Trump’s layoffs hit firefighter safety programs

Trump’s layoffs hit firefighter safety programs

WASHINGTON — Until Saturday, Patrick Montague investigated firefighter fatalities for the federal government.

A 46-year-old Kentucky native, Montague’s rare combination of skills and expertise — academic training, technical know-how and 26 years fighting fires — made him a good fit for the National Institute for Occupational Safety and Health’s small Fire Fighter Fatality Investigation and Prevention Program. In nearly two years on the job, he said, supervisors had commended him repeatedly for his work.

Follow live politics coverage here

But that’s not what the Trump administration said when it abruptly fired him — along with thousands of other Department of Health and Human Services employees — Saturday night. In a form letter, Montague was told both that he was vulnerable to termination because he had not yet completed a two-year probationary stint and because “your performance has not been adequate to justify further employment.”

Three of the five people in his program, which was created by Congress to decrease the risk of firefighters dying in the line of duty, were let go in a similar manner, he said.

Billionaire Elon Musk, a temporary White House adviser who works through the Department of Government Efficiency, has pursued President Donald Trump’s promise to “drain the swamp” in Washington by slashing federal programs and firing government workers by the thousands. But Montague, who lives in the Louisville metropolitan area, hardly qualifies as a “deep state” bureaucrat bent on frustrating Trump’s agenda from the bowels of the nation’s capital.

“I don’t believe that the president of the United States or Bobby Kennedy even know we exist,” he said of Health and Human Services Department Secretary Robert F. Kennedy Jr. “Most people would greatly agree that there’s waste that could be trimmed, but I think there are better ways to do it than on the back of the people” focused on first-responder safety.

The Health and Human Services Department did not respond to a list of questions submitted by NBC News, including whether Kennedy believes firefighter safety is a low priority for taxpayers and whether the risks to firefighters have been reduced enough that they no longer require as much study.

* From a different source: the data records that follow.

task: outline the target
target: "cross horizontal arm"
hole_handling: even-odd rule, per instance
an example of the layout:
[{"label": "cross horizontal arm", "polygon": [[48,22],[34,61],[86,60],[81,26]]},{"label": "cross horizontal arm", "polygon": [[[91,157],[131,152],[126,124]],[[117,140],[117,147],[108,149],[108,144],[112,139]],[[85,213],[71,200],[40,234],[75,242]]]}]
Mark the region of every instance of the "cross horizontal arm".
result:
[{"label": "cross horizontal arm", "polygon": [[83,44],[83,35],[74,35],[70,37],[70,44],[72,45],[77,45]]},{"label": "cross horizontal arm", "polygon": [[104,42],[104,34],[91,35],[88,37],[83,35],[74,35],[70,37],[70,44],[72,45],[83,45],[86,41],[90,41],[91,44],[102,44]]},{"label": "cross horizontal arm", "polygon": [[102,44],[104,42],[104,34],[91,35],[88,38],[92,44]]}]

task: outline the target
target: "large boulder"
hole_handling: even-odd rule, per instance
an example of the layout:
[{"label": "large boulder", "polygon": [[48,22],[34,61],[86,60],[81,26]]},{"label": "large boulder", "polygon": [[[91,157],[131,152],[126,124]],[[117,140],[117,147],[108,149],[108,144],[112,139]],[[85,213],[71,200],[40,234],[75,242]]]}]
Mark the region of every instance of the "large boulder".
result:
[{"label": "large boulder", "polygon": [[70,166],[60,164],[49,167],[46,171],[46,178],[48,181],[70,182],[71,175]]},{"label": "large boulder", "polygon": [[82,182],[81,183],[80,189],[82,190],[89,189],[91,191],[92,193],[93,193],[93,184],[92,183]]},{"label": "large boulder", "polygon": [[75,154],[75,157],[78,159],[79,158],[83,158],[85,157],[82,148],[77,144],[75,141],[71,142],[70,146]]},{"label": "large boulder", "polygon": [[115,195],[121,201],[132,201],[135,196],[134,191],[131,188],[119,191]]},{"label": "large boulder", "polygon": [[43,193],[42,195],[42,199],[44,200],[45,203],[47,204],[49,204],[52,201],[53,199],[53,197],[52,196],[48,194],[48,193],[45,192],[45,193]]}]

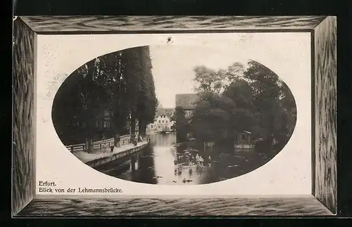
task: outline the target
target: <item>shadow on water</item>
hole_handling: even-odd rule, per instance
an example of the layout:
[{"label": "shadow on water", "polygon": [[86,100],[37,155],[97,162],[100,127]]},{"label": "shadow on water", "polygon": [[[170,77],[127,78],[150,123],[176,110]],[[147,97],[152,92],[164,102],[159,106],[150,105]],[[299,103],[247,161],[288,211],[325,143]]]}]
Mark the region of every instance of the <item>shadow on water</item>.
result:
[{"label": "shadow on water", "polygon": [[126,181],[150,184],[206,184],[247,174],[275,155],[227,150],[205,151],[192,142],[177,143],[175,134],[151,135],[149,146],[123,163],[113,164],[105,172]]}]

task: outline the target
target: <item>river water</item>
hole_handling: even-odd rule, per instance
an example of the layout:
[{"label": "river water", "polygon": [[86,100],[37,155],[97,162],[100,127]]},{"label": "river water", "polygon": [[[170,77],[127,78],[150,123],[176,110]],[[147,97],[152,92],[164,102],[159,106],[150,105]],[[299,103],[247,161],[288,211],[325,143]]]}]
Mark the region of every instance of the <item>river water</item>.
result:
[{"label": "river water", "polygon": [[[184,150],[198,148],[185,153]],[[203,158],[198,163],[196,154]],[[106,174],[127,181],[151,184],[197,185],[220,181],[250,172],[268,162],[272,154],[253,150],[210,150],[177,144],[175,134],[151,135],[151,144],[135,155],[134,165],[126,161]],[[201,161],[201,159],[200,159]]]}]

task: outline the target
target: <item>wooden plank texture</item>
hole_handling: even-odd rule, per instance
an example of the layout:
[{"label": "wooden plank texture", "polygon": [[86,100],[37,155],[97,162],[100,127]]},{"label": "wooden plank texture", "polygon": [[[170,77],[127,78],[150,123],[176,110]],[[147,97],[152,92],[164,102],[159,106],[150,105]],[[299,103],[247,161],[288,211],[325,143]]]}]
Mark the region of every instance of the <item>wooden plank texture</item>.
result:
[{"label": "wooden plank texture", "polygon": [[34,197],[34,34],[20,19],[14,22],[13,74],[13,214]]},{"label": "wooden plank texture", "polygon": [[239,198],[36,199],[20,216],[329,216],[313,196]]},{"label": "wooden plank texture", "polygon": [[314,195],[337,212],[337,20],[315,30],[315,190]]},{"label": "wooden plank texture", "polygon": [[38,33],[203,30],[310,29],[324,16],[27,16]]}]

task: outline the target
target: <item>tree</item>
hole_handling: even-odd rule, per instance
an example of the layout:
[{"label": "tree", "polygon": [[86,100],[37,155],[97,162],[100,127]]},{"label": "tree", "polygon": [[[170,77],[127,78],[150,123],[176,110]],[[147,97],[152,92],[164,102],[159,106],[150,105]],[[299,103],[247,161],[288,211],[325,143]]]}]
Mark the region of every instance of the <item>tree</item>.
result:
[{"label": "tree", "polygon": [[184,110],[182,107],[177,106],[171,120],[175,122],[175,129],[177,143],[185,141],[187,138],[188,126]]},{"label": "tree", "polygon": [[[279,138],[282,141],[282,135],[289,133],[285,126],[290,125],[290,130],[293,130],[292,124],[296,122],[294,98],[287,86],[274,72],[254,60],[250,60],[249,65],[244,74],[252,87],[257,129],[268,145],[271,145],[275,138],[277,141]],[[291,115],[290,122],[288,114]],[[287,138],[284,139],[287,141]]]},{"label": "tree", "polygon": [[235,63],[218,71],[195,67],[200,99],[191,125],[198,140],[230,144],[239,132],[249,130],[264,138],[265,149],[274,141],[281,146],[287,141],[296,122],[289,89],[260,63],[248,65]]},{"label": "tree", "polygon": [[[130,124],[132,139],[136,119],[142,123],[139,133],[143,134],[146,124],[154,118],[158,101],[148,46],[96,58],[75,70],[67,81],[70,82],[63,84],[59,89],[53,108],[65,110],[70,104],[70,110],[66,111],[70,115],[63,111],[53,113],[54,124],[61,131],[65,128],[72,131],[70,123],[73,120],[84,124],[82,133],[88,152],[92,151],[92,139],[96,134],[96,119],[102,110],[111,112],[115,133],[127,133],[126,127]],[[63,120],[63,115],[69,117]],[[72,136],[72,131],[70,134]]]}]

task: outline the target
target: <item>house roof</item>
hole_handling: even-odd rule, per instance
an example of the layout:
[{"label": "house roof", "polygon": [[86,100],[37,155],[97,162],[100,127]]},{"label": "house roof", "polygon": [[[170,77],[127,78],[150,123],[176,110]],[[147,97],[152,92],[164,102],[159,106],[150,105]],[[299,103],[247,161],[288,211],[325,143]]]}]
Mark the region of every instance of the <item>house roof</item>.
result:
[{"label": "house roof", "polygon": [[196,93],[176,94],[176,106],[182,107],[185,110],[192,110],[196,107],[195,103],[198,100]]},{"label": "house roof", "polygon": [[173,108],[157,108],[156,117],[165,115],[169,118],[172,115],[175,109]]}]

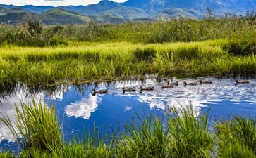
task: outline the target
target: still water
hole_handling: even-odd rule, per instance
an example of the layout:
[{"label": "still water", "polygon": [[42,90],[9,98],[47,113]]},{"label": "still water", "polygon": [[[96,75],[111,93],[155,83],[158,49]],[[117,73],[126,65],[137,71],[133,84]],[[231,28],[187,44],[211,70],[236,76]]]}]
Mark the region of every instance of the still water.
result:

For some agencies and units within agencies, across the federal government and the country, the dismissal of a large share of the workforce could make it impossible to carry out their mission.

Louis Lago, a former Baltimore Fire Department battalion chief who worked in the same fatality-investigation unit as Montague, said he fears for his children and other firefighters.

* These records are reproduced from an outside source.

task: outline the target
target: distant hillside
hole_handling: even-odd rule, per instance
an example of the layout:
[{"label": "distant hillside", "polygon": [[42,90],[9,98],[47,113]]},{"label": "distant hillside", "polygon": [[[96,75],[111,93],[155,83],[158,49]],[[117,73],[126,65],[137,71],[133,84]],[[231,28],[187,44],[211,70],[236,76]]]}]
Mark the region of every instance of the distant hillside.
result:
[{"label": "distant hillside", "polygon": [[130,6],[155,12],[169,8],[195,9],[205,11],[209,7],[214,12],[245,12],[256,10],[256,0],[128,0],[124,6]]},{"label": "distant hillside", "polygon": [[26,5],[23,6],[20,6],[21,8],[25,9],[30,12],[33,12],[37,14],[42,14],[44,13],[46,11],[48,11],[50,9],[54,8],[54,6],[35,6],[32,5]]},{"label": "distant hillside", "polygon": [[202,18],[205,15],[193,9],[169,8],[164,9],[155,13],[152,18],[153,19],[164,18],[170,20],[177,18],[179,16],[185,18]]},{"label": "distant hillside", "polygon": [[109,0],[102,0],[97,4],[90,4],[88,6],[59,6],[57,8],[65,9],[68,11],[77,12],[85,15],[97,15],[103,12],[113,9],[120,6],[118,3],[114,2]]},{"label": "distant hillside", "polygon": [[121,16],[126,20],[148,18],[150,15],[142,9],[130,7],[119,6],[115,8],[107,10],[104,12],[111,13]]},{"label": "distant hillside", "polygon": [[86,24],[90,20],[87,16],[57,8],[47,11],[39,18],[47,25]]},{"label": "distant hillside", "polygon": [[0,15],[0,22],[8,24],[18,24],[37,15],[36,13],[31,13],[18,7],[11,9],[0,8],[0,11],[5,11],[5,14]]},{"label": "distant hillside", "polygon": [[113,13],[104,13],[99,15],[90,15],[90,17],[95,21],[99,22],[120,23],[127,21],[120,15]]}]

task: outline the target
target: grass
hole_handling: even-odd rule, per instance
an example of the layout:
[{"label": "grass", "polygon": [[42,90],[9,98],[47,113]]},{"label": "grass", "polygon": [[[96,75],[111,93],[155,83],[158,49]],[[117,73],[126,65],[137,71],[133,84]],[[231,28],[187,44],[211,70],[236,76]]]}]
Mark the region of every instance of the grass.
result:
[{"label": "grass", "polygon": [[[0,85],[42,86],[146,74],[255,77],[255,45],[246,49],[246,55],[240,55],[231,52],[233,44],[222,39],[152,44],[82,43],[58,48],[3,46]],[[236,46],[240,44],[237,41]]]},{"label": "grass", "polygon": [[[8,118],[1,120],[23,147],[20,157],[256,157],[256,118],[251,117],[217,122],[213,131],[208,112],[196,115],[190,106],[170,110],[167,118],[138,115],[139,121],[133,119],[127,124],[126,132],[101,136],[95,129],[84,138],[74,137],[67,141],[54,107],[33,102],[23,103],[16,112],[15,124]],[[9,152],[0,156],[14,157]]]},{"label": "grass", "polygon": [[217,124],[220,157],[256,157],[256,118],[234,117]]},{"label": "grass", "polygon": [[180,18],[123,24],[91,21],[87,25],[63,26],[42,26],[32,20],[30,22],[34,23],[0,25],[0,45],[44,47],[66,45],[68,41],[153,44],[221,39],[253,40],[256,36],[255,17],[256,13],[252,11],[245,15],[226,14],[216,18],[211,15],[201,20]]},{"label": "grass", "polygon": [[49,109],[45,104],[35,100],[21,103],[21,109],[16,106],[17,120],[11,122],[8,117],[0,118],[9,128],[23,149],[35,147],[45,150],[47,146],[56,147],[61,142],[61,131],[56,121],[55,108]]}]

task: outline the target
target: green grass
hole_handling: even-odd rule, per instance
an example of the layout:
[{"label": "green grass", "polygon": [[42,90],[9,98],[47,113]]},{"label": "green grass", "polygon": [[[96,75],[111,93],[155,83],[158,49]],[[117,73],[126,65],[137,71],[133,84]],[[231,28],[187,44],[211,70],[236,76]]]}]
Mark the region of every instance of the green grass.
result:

“My concern is that the program is going to dissolve, and I have two sons in the job,” said Lago, who worked in the unit from Myrtle Beach, S.C. “I do think this has huge benefit to the safety and well-being of the fire service.”

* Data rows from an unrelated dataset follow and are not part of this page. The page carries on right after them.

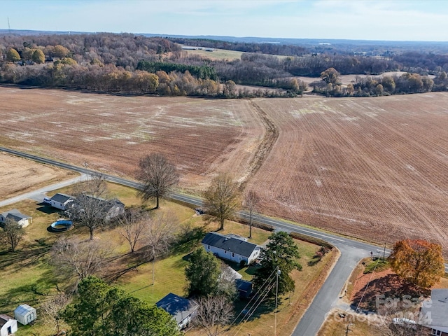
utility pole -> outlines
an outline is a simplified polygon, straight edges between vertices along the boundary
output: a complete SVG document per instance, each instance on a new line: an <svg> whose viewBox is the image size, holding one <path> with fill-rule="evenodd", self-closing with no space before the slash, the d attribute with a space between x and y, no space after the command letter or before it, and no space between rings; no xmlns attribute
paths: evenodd
<svg viewBox="0 0 448 336"><path fill-rule="evenodd" d="M279 267L277 266L277 272L276 272L276 281L275 284L275 322L274 323L274 336L277 336L277 302L279 299L279 275L281 273L280 270L279 270Z"/></svg>

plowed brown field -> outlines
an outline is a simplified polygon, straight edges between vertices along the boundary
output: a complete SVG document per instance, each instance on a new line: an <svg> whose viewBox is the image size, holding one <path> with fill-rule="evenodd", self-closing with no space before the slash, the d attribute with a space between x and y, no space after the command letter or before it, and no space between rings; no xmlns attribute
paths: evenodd
<svg viewBox="0 0 448 336"><path fill-rule="evenodd" d="M243 100L0 88L0 102L2 146L128 176L140 158L162 152L188 189L218 171L243 180L265 132Z"/></svg>
<svg viewBox="0 0 448 336"><path fill-rule="evenodd" d="M448 94L257 101L279 130L248 184L264 212L448 249Z"/></svg>
<svg viewBox="0 0 448 336"><path fill-rule="evenodd" d="M251 102L0 88L0 102L3 146L128 176L162 152L187 190L232 172L265 214L448 251L448 94Z"/></svg>

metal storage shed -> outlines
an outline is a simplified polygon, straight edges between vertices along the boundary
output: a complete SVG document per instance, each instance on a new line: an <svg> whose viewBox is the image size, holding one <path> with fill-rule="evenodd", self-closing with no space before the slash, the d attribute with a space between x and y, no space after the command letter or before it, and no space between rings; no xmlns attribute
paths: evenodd
<svg viewBox="0 0 448 336"><path fill-rule="evenodd" d="M36 309L28 304L20 304L14 311L14 318L22 324L28 324L37 317Z"/></svg>

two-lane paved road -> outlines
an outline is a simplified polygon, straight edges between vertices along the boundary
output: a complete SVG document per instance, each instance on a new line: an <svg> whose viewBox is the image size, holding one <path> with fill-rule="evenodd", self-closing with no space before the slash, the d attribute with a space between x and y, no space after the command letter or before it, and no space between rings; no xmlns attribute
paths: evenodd
<svg viewBox="0 0 448 336"><path fill-rule="evenodd" d="M97 172L86 169L83 167L73 166L66 163L55 161L51 159L41 158L25 153L13 150L0 147L2 150L10 154L26 158L34 161L52 164L66 169L85 174L98 174ZM110 181L122 184L134 188L140 188L141 185L138 182L127 180L113 175L104 174L104 176ZM185 203L200 206L202 201L197 197L182 194L172 194L171 198ZM247 214L240 212L241 217L246 217ZM265 224L268 224L287 232L300 232L310 237L319 238L336 246L340 251L341 255L335 265L325 284L318 293L310 304L306 313L297 326L293 336L314 336L317 334L322 323L325 321L326 314L334 307L339 299L339 295L345 281L347 280L351 271L358 261L366 256L370 255L370 252L376 253L377 249L382 250L382 247L363 243L349 238L340 237L330 233L313 230L309 227L303 227L299 225L271 218L262 215L256 215L254 220ZM389 251L386 250L388 255ZM445 272L448 272L448 266L445 265Z"/></svg>

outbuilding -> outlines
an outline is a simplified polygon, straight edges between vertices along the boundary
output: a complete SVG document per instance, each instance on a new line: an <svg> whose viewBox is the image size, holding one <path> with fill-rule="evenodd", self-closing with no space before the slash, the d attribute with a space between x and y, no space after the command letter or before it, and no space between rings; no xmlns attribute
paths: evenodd
<svg viewBox="0 0 448 336"><path fill-rule="evenodd" d="M181 330L188 326L198 308L192 301L172 293L162 298L155 305L173 316Z"/></svg>
<svg viewBox="0 0 448 336"><path fill-rule="evenodd" d="M20 304L14 311L14 317L22 324L28 324L37 318L36 309L28 304Z"/></svg>
<svg viewBox="0 0 448 336"><path fill-rule="evenodd" d="M17 320L5 314L0 314L0 336L8 336L17 331Z"/></svg>
<svg viewBox="0 0 448 336"><path fill-rule="evenodd" d="M0 214L0 223L6 224L8 220L17 223L22 227L26 227L33 223L33 218L30 216L24 215L17 209Z"/></svg>

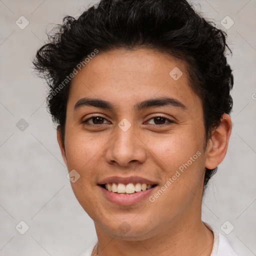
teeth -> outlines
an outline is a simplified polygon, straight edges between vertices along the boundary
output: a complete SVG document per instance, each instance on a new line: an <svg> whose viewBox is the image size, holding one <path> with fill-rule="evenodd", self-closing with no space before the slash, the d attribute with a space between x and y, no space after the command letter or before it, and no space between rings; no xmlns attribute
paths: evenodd
<svg viewBox="0 0 256 256"><path fill-rule="evenodd" d="M135 185L135 191L136 192L142 191L142 184L140 183L136 183Z"/></svg>
<svg viewBox="0 0 256 256"><path fill-rule="evenodd" d="M126 186L126 192L128 194L134 193L135 192L135 188L132 183L129 183Z"/></svg>
<svg viewBox="0 0 256 256"><path fill-rule="evenodd" d="M118 192L118 186L116 183L113 183L112 184L112 192Z"/></svg>
<svg viewBox="0 0 256 256"><path fill-rule="evenodd" d="M106 186L107 186L108 190L108 191L111 191L111 190L112 190L111 185L110 184L108 183L106 184Z"/></svg>
<svg viewBox="0 0 256 256"><path fill-rule="evenodd" d="M142 191L144 191L146 190L146 184L145 183L144 183L142 186Z"/></svg>
<svg viewBox="0 0 256 256"><path fill-rule="evenodd" d="M114 193L132 194L135 192L140 192L140 191L145 191L152 188L152 185L147 184L146 183L136 183L135 185L132 183L129 183L127 185L122 183L107 183L105 184L105 187L108 191Z"/></svg>
<svg viewBox="0 0 256 256"><path fill-rule="evenodd" d="M122 184L122 183L120 183L118 186L118 193L125 193L126 192L126 185Z"/></svg>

He said that view comes in part from the experience of using the agency’s reports when he led dive operations. During a recovery mission, a safety diver was unable to locate a trapped diver. But a second safety diver found the trapped driver and rescued him. Using two safety divers instead of one was a method Lago learned from the FFFIPP reports, he said.

Now, with just two of the five investigators still working, he and others familiar with the program say it might not survive.

“If they terminate enough people, they won’t be able to function,” said Micah Niemeier-Walsh, chief steward for the American Federation of Government Employees Local 3840 in Cincinnati. “They’re just taking a hatchet to things. They’re not being mindful at all about who’s being affected.”

The fatality program was not the only firefighter-focused one affected by layoffs within NIOSH in the last week. Federal workers who maintain the National Firefighter Registry for Cancer, which collects voluntarily provided information to track and combat cancer deaths among firefighters, were also let go, according to union officials.

The registry was created by a measure that Trump signed into law in July 2018. It passed both chambers of Congress unanimously. Last summer, at the Republican National Convention, Trump led a moment of silence for Corey Comperatore, a firefighter who was killed during a failed attempt on Trump’s life. Trump brought Comperatore’s jacket to his inaugural rally in January, and he has often spoken in praise of first responders.

The dissonance between Trump’s praise of firefighters is part of the reason the firings have left fire-safety advocates, workers and employee unions scratching their heads.

“I certainly thought that would factor into some of the decisions that were made,” Lago said. The termination notice he received from the government — which accused him of failing to do an adequate job — stung even though it was it odds with his own stellar performance reviews, he added. NBC News did not view his reviews or Montague’s.

“I couldn’t understand where they could blatantly lie in an official document about a performance issue,” he said.